Right after returning home from Paris, I had work-related travel in another one of my favourite cities – Vancouver. There are a few places I have visited in my life that have left an indelible mark on my being and this city of glass on the Pacific Northwest coast is one of them. I recall a visit with my father in my early twenties in which I cried on the journey home as I sooooooo wanted to stay there. Vancouver had a sheen that my hometown did not; it seemed so cosmopolitan. The type of place I imagined shit happened. The good shit. The type of place where one could leave a mark that would have impact. Perhaps that was the time to make the leap; Vancouver has only gotten more unaffordable in time. And the older I get, and the more my world shrinks, I realize that one can make an impact from anywhere. Even my hometown of Winnipeg. Even cities that are smaller (such as where I live now). I extended my deployment by a few days though to have time to explore and see if the magic was still there.
Sigh. It was.
But only with conditions.
These conditions include a downtown condo with wraparound windows and a view as good—or better—as the one I had from my hotel room on the twenty-first floor of the Four Seasons. As I worked at my desk, I would sneak glances at the people below, tiny as ants, scurrying down West Georgia and Howe picking up food at the trucks and stalls that lined the streets before they, too, returned to their offices and got down to whatever business runs this town. There was also the occasional car race, typically between two luxury sports vehicles painted in crass colours that only the very, very wealthy would purchase because they have money to waste and can be trendy rather than strategic with consumption. Think bright baby blue Lamborghinis and neon green Ferraris. The roaring of their engines woke me up during the night.

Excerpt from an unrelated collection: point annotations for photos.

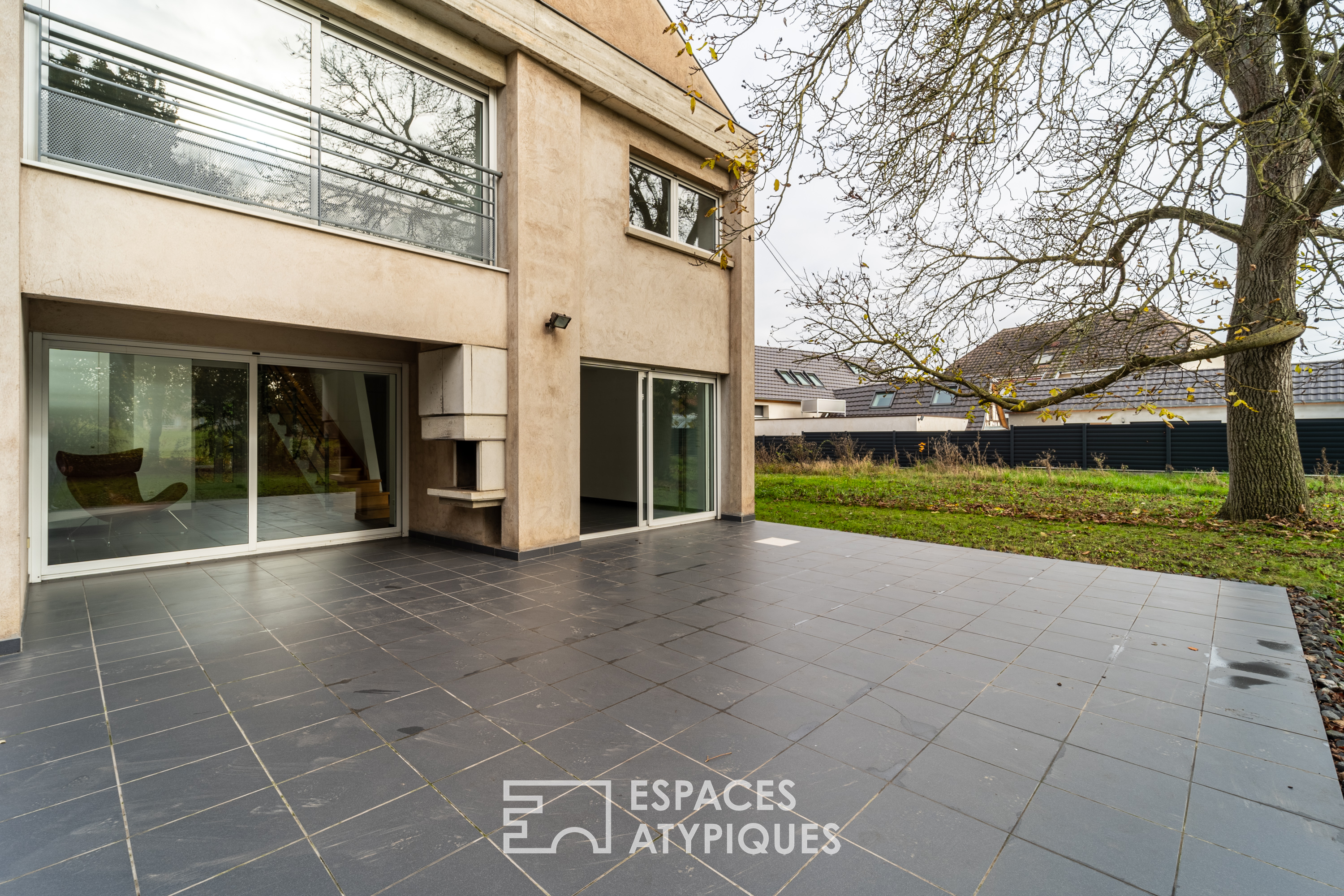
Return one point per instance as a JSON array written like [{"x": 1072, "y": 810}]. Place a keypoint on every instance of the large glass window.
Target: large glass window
[
  {"x": 370, "y": 143},
  {"x": 146, "y": 454},
  {"x": 652, "y": 199},
  {"x": 323, "y": 454},
  {"x": 151, "y": 454}
]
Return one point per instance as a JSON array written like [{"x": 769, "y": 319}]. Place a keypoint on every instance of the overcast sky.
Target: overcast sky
[
  {"x": 807, "y": 237},
  {"x": 804, "y": 237}
]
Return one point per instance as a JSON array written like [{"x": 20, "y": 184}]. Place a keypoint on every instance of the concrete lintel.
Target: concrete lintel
[
  {"x": 470, "y": 499},
  {"x": 465, "y": 428}
]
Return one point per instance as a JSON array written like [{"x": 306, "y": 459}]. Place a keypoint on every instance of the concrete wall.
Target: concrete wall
[
  {"x": 609, "y": 432},
  {"x": 14, "y": 420}
]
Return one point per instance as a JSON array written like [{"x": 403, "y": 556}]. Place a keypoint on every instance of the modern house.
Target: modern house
[{"x": 284, "y": 275}]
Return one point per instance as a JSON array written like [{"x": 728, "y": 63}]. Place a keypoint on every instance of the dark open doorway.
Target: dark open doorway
[{"x": 609, "y": 449}]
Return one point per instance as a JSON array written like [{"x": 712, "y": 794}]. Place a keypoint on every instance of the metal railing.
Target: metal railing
[{"x": 120, "y": 107}]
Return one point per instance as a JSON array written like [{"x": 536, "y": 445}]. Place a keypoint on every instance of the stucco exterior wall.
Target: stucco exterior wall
[
  {"x": 639, "y": 29},
  {"x": 541, "y": 147},
  {"x": 14, "y": 418},
  {"x": 100, "y": 256},
  {"x": 100, "y": 242},
  {"x": 1303, "y": 412},
  {"x": 643, "y": 304}
]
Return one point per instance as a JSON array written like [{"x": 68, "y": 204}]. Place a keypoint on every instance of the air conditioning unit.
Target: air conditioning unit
[{"x": 823, "y": 406}]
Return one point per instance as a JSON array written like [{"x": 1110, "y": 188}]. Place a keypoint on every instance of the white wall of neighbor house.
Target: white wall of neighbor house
[{"x": 796, "y": 426}]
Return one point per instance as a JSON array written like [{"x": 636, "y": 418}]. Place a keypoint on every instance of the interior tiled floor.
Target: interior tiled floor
[{"x": 347, "y": 722}]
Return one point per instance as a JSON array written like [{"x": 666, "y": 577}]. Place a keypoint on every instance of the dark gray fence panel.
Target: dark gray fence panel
[
  {"x": 1201, "y": 445},
  {"x": 1314, "y": 436}
]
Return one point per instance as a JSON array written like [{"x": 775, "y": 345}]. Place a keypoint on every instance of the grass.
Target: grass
[{"x": 1163, "y": 521}]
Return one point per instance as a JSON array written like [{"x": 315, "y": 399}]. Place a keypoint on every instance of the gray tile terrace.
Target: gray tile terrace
[{"x": 345, "y": 722}]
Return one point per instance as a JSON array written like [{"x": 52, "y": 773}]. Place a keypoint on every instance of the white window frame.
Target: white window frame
[
  {"x": 39, "y": 569},
  {"x": 678, "y": 185}
]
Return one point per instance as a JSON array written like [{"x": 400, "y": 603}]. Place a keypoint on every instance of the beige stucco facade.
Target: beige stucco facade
[{"x": 577, "y": 92}]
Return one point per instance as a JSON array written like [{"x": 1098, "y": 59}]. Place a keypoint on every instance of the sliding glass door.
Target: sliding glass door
[
  {"x": 323, "y": 452},
  {"x": 151, "y": 454},
  {"x": 146, "y": 454},
  {"x": 681, "y": 447}
]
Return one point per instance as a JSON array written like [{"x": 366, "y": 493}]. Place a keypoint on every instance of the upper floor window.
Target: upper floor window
[
  {"x": 268, "y": 105},
  {"x": 654, "y": 197}
]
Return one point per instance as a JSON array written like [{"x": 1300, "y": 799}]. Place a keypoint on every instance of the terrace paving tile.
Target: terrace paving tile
[{"x": 956, "y": 711}]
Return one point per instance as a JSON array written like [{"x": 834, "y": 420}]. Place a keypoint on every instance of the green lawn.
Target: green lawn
[{"x": 1147, "y": 521}]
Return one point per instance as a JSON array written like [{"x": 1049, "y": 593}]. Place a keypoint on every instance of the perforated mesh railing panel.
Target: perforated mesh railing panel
[
  {"x": 198, "y": 134},
  {"x": 82, "y": 131}
]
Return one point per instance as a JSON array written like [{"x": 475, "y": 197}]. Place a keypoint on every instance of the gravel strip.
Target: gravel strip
[{"x": 1319, "y": 624}]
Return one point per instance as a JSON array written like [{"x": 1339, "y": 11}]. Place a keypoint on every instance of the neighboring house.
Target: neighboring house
[
  {"x": 284, "y": 276},
  {"x": 1064, "y": 350},
  {"x": 793, "y": 385},
  {"x": 1038, "y": 358},
  {"x": 1194, "y": 396}
]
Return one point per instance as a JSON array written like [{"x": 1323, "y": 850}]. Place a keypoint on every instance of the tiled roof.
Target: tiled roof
[
  {"x": 1322, "y": 382},
  {"x": 1098, "y": 342},
  {"x": 832, "y": 374}
]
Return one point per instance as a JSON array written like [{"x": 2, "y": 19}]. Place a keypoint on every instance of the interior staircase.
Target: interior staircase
[{"x": 331, "y": 454}]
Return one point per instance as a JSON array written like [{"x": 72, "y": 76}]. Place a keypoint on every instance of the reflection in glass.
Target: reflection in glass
[
  {"x": 324, "y": 452},
  {"x": 246, "y": 39},
  {"x": 120, "y": 109},
  {"x": 146, "y": 454},
  {"x": 651, "y": 201},
  {"x": 681, "y": 444},
  {"x": 393, "y": 189},
  {"x": 698, "y": 220}
]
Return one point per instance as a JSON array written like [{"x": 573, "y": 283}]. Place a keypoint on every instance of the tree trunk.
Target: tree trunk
[{"x": 1264, "y": 460}]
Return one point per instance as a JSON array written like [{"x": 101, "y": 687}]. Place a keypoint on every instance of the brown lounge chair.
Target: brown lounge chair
[{"x": 107, "y": 487}]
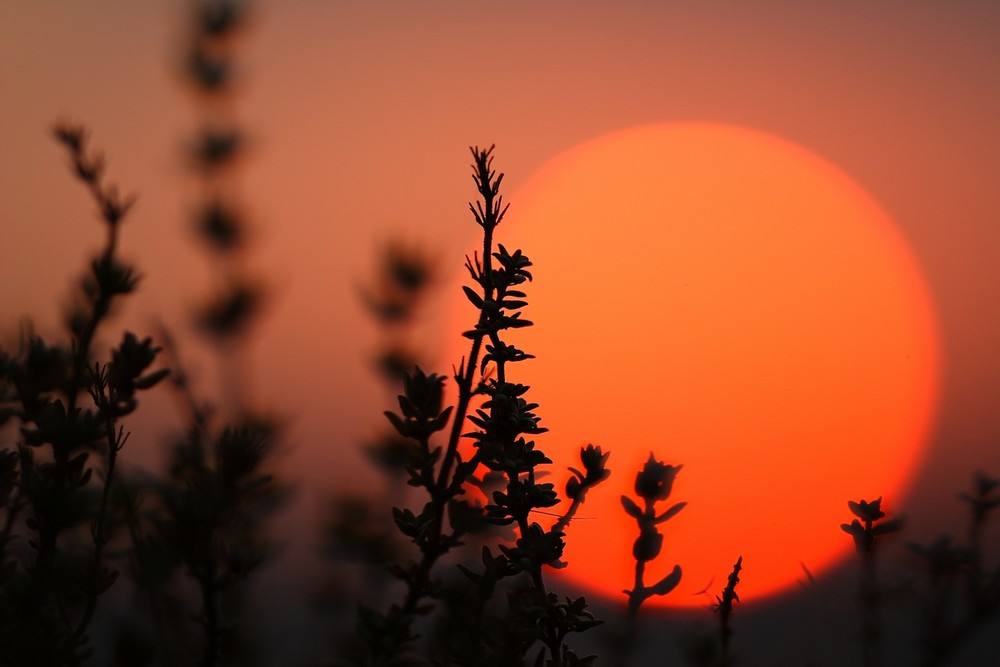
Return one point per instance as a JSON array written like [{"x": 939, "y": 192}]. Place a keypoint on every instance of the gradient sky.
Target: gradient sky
[{"x": 361, "y": 114}]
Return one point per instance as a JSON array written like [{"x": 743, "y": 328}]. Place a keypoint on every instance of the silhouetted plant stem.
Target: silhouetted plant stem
[
  {"x": 724, "y": 608},
  {"x": 653, "y": 484},
  {"x": 864, "y": 529},
  {"x": 101, "y": 531}
]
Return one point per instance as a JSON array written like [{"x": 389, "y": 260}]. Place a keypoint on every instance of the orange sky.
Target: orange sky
[{"x": 361, "y": 114}]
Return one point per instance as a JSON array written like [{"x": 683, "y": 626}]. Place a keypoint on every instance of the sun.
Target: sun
[{"x": 733, "y": 303}]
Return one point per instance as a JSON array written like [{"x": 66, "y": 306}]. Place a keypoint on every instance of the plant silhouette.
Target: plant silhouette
[{"x": 456, "y": 556}]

And right before the night was the greatest view of all, as dusk settled over the mountains and the water was highlighted by the setting sun. I’d retire to my room around this time to enjoy this sight with a cup of tea. But also, if I’m honest, for safety; I was, again, traveling alone and on one early night while approaching my hotel I was told by a man clearly struggling with drug addiction that he wanted to “smash my face” until my “face was smashed”. So another condition of living in Vancouver might have to be willful ignorance of the challenges it faces.
Beyond the view and despite my encounter, I appreciated downtown Vancouver because I could walk nearly everywhere (or get there relatively quickly via transit). One day I trekked to Granville Island and its famous market, later chancing upon a dog beach in Kitsilano that I need to take my Monty to someday. On my other free day I hiked all through Stanley Park, one of the most beautiful urban greenspaces in North America. All this walking then helped me justify eating at Cartems, thus launching my summer of donuts™ which has also been memorable. I’m not sure living in the ‘burbs, or further out in Burnaby or Abbotsford, would make the experience of living here as great as I experienced or imagine though. I feel that magic would get lost amidst the commute and rampant big box stores that seem to be cloned in every civic area. Therefore the greatest condition, it seems, to living here is a six-figure salary to afford my vision. Or a lottery win. I don’t need neon green Ferrari money but just enough to live an ordinary life in an extraordinary place.
Although, living an extraordinary life in an ordinary place now doesn’t seem so bad.